Since I will assume that British and Canadian coins will eventually switch to the King's image, and phase out the Queen,
Should people hang onto coins/bills with the Queen's image, for value sake?

##admin, feel free to move this to hobby frorm if more appropriate there*


----------



## hollydolly (Sep 28, 2022)

Marie5656 said:


> *I am not a collector but thought I would ask for benefit of others.
> Since I will assume that British and Canadian coins will eventually switch to the King's image, and phase out the Queen,
> Should people hang onto coins/bills with the Queen's image, for value sake?
> 
> ##admin, feel free to move this to hobby frorm if more appropriate there*


I say no.. because I personally.. and many thousands of others have coins with King George , and Queen Victoria image on them and they;re worthless..


----------



## Marie5656 (Sep 28, 2022)

hollydolly said:


> I say no.. because I personally.. and many thousands of others have coins with King George , and Queen Victoria image on them and they;re worthless..

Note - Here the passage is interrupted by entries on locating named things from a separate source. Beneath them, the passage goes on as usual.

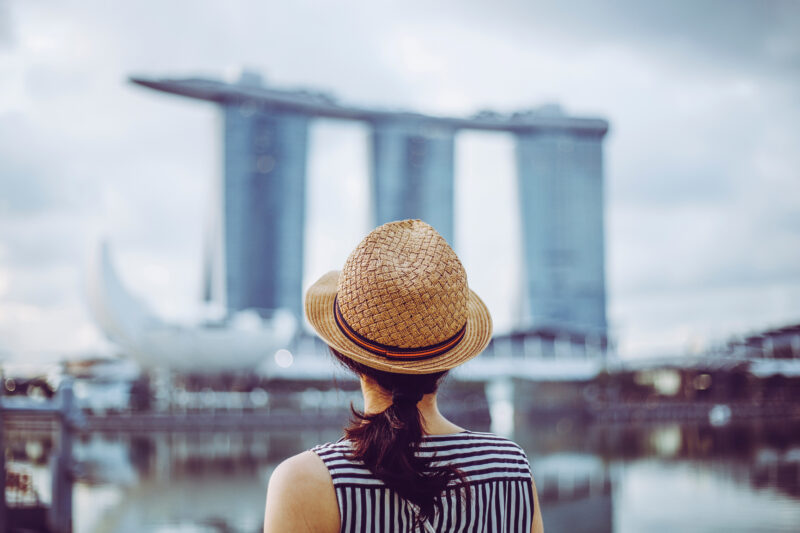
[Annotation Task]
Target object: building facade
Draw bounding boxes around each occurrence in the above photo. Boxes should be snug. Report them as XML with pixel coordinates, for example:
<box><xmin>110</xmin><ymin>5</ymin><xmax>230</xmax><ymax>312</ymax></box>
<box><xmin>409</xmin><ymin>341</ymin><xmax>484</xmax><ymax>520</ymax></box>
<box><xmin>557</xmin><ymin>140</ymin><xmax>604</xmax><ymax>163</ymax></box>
<box><xmin>132</xmin><ymin>75</ymin><xmax>608</xmax><ymax>346</ymax></box>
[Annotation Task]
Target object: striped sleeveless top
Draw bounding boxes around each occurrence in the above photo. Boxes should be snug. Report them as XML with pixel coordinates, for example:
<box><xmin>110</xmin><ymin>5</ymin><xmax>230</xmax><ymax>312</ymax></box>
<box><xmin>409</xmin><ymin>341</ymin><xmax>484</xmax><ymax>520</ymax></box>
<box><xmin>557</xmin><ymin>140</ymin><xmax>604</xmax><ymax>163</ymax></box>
<box><xmin>311</xmin><ymin>431</ymin><xmax>533</xmax><ymax>533</ymax></box>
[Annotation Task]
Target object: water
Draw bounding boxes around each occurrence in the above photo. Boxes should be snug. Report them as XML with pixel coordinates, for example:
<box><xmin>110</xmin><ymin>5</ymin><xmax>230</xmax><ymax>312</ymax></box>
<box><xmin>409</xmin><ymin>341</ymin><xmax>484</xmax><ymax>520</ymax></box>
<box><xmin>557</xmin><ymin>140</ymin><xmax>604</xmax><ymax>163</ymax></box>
<box><xmin>7</xmin><ymin>418</ymin><xmax>800</xmax><ymax>533</ymax></box>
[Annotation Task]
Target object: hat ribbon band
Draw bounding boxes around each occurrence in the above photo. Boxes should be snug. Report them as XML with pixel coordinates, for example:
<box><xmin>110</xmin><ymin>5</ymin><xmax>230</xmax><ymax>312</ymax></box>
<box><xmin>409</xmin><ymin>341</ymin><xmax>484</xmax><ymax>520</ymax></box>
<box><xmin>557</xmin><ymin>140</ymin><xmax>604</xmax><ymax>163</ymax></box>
<box><xmin>333</xmin><ymin>298</ymin><xmax>467</xmax><ymax>361</ymax></box>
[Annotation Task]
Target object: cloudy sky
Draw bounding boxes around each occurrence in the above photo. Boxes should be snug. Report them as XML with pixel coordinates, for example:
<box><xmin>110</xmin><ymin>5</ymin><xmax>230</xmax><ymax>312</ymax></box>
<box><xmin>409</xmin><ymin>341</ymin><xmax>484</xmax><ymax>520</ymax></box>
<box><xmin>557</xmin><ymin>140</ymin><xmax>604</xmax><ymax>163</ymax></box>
<box><xmin>0</xmin><ymin>0</ymin><xmax>800</xmax><ymax>360</ymax></box>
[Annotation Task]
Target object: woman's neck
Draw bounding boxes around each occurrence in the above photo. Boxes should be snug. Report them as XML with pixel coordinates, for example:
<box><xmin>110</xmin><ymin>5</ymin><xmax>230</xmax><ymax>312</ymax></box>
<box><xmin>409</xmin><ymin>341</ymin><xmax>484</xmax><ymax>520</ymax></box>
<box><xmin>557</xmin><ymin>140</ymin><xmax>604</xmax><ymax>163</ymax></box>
<box><xmin>361</xmin><ymin>376</ymin><xmax>464</xmax><ymax>435</ymax></box>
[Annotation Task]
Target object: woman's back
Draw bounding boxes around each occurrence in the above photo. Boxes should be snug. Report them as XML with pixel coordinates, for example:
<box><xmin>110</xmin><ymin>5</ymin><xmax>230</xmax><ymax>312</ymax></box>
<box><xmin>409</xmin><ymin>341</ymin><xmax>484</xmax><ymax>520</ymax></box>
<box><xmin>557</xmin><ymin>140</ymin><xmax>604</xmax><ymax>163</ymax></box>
<box><xmin>312</xmin><ymin>431</ymin><xmax>534</xmax><ymax>533</ymax></box>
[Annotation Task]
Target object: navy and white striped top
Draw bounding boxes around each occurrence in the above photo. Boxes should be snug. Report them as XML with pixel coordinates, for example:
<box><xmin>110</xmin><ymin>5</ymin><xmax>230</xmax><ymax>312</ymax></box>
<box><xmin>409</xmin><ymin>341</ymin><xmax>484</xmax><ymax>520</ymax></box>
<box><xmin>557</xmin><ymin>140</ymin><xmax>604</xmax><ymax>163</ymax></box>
<box><xmin>312</xmin><ymin>431</ymin><xmax>533</xmax><ymax>533</ymax></box>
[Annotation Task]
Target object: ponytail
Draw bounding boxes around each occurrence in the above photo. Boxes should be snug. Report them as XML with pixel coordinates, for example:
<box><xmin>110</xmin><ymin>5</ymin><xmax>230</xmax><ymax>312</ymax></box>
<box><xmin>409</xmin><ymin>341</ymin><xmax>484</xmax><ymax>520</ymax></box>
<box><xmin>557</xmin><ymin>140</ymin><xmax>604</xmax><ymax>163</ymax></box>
<box><xmin>331</xmin><ymin>349</ymin><xmax>464</xmax><ymax>522</ymax></box>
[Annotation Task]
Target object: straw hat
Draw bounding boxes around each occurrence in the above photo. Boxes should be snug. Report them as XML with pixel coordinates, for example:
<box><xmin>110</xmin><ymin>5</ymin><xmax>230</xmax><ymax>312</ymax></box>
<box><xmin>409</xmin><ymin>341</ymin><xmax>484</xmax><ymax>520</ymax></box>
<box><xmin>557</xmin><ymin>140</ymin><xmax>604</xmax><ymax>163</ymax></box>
<box><xmin>305</xmin><ymin>220</ymin><xmax>492</xmax><ymax>374</ymax></box>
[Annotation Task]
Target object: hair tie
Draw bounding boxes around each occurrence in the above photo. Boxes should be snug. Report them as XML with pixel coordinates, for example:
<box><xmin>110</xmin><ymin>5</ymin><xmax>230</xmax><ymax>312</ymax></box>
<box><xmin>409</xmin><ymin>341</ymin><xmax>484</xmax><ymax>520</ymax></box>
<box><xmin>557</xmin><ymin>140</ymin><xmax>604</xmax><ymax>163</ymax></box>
<box><xmin>392</xmin><ymin>391</ymin><xmax>424</xmax><ymax>405</ymax></box>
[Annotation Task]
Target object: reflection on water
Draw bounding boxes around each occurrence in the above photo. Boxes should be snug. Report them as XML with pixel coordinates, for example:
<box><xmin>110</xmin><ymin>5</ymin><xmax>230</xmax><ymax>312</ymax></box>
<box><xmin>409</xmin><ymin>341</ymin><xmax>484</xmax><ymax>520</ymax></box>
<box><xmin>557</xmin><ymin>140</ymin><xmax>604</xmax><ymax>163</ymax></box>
<box><xmin>7</xmin><ymin>418</ymin><xmax>800</xmax><ymax>533</ymax></box>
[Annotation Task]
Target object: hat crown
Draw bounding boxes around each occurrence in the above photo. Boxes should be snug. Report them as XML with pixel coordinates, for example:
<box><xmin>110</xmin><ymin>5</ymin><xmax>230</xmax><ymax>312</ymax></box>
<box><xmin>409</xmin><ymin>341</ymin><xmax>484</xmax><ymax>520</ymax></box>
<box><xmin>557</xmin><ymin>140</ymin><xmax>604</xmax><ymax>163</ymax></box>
<box><xmin>337</xmin><ymin>220</ymin><xmax>469</xmax><ymax>348</ymax></box>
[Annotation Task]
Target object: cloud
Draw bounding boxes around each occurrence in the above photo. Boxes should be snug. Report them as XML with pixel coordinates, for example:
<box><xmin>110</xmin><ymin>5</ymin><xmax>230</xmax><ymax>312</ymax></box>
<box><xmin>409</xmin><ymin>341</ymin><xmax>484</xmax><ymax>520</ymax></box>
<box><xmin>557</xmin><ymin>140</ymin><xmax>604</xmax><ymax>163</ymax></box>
<box><xmin>0</xmin><ymin>0</ymin><xmax>800</xmax><ymax>355</ymax></box>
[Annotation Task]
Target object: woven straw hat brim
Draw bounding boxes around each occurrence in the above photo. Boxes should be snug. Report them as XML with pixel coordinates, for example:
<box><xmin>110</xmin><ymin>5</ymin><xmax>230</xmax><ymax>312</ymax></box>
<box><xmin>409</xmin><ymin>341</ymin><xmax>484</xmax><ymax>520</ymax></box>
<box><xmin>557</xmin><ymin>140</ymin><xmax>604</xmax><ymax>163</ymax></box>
<box><xmin>305</xmin><ymin>270</ymin><xmax>492</xmax><ymax>374</ymax></box>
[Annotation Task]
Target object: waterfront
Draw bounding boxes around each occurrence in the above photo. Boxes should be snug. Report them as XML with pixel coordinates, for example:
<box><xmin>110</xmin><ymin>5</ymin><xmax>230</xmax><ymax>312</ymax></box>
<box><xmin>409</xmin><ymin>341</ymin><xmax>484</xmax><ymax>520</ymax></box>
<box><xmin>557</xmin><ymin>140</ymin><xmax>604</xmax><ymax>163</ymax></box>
<box><xmin>7</xmin><ymin>418</ymin><xmax>800</xmax><ymax>533</ymax></box>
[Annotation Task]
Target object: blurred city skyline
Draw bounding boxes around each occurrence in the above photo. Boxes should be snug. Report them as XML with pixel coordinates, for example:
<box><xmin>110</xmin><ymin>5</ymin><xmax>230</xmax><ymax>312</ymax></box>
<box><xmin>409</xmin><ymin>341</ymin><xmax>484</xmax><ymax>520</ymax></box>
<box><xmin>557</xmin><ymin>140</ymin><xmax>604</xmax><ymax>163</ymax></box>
<box><xmin>0</xmin><ymin>1</ymin><xmax>800</xmax><ymax>360</ymax></box>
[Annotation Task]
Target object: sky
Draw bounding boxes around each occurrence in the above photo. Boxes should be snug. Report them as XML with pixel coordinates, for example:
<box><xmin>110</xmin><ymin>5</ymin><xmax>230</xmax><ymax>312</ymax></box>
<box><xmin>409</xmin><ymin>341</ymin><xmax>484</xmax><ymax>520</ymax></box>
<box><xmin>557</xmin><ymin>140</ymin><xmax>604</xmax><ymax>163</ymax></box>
<box><xmin>0</xmin><ymin>0</ymin><xmax>800</xmax><ymax>361</ymax></box>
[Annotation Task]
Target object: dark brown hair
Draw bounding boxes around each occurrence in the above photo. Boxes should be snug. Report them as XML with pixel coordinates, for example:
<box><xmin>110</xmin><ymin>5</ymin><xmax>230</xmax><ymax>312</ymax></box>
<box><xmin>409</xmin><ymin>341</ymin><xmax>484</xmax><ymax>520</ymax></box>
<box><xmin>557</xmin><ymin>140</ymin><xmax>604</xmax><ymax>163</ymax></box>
<box><xmin>331</xmin><ymin>348</ymin><xmax>469</xmax><ymax>522</ymax></box>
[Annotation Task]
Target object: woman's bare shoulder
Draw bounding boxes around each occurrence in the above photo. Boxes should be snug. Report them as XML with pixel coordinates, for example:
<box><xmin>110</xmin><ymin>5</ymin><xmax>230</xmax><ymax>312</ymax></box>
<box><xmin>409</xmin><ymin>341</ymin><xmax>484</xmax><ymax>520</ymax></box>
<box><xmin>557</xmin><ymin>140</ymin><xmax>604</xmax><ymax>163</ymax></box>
<box><xmin>264</xmin><ymin>451</ymin><xmax>339</xmax><ymax>533</ymax></box>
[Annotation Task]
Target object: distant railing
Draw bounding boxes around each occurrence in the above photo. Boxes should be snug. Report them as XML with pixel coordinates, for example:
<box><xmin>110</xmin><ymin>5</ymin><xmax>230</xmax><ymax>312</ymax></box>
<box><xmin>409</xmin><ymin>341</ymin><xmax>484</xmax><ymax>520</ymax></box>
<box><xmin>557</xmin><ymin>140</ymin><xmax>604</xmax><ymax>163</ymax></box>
<box><xmin>0</xmin><ymin>379</ymin><xmax>85</xmax><ymax>533</ymax></box>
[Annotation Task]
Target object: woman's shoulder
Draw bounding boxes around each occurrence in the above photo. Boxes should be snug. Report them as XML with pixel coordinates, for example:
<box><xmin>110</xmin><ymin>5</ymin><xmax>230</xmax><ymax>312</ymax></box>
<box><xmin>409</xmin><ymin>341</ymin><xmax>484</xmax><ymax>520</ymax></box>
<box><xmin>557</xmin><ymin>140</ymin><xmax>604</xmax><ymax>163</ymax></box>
<box><xmin>265</xmin><ymin>451</ymin><xmax>339</xmax><ymax>531</ymax></box>
<box><xmin>426</xmin><ymin>430</ymin><xmax>524</xmax><ymax>453</ymax></box>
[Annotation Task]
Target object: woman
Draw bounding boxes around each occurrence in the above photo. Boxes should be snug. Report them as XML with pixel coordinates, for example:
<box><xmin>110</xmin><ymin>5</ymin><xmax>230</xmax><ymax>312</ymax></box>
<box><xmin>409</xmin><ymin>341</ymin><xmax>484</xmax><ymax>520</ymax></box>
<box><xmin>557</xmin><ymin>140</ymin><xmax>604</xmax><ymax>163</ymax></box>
<box><xmin>264</xmin><ymin>220</ymin><xmax>542</xmax><ymax>533</ymax></box>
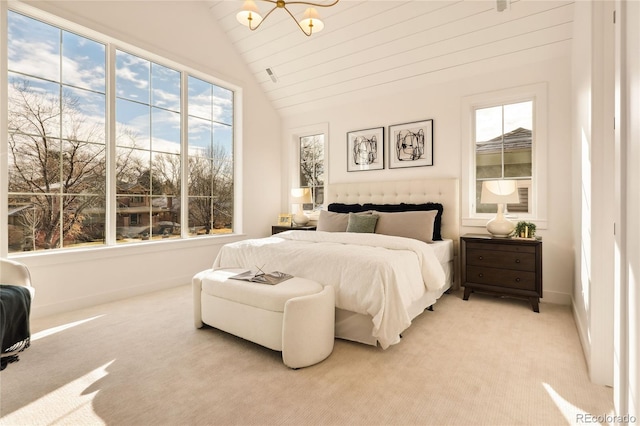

OK, thanks.  I know the US only has a couple coins I know of with value. The Morgan Dollar and the (I think) a 1943 wheat penny. The penny because of the infrequently used material used in minting it


----------



## RB-TX (Sep 29, 2022)

Marie5656 said:


> OK, thanks.  I know the US only has a couple coins I know of with value. The Morgan Dollar and the (I think) a 1943 wheat penny. The penny because of the infrequently used material used in minting it


*There are many many us coins with significant value.  Most Morgan dollars have more melt value than numismatic value - depending on condition.

As to the 1943 copper cent - forget it.  During WWII, copper was scarce an needed for the war effort, so the 1943 cents were made of steel coated in zink.  They looked much like a silver coin and were about the size of a dime.  During that time, many small towns had popcorn machines on a downtown corner, especially on week ends.  As kids we tried to buy a 5 cent bag of popcorn with a 1943 new penny, and get a nickle change back.  It may have worked one time, but the HS girls running the machines quickly caught on.

Anyway, there was a rumor going around that there were three copper 1943 cents minted.  This was not  true!  But according to rumors, Ford would give you a new car for one of the copper coins. Another, that the copper doins were worth $1-million.*

Some 1909 cents have very high collector value, depending on mint mark and condition. Several other cents have value as well.  In dimes, there are several valuable years such as 1916-D(Denver mint).

I have collected coins since 1950, and have accumulated a large number of rare coins, although most don't have much value, I enjoy looking at them and reading the historic significance of each.

Use a search argument such as ' Value of US coins ' into a search engine (duck duck go to see some interesting numbers.  Value varies according to condition and number minted.

I hope this helps.


----------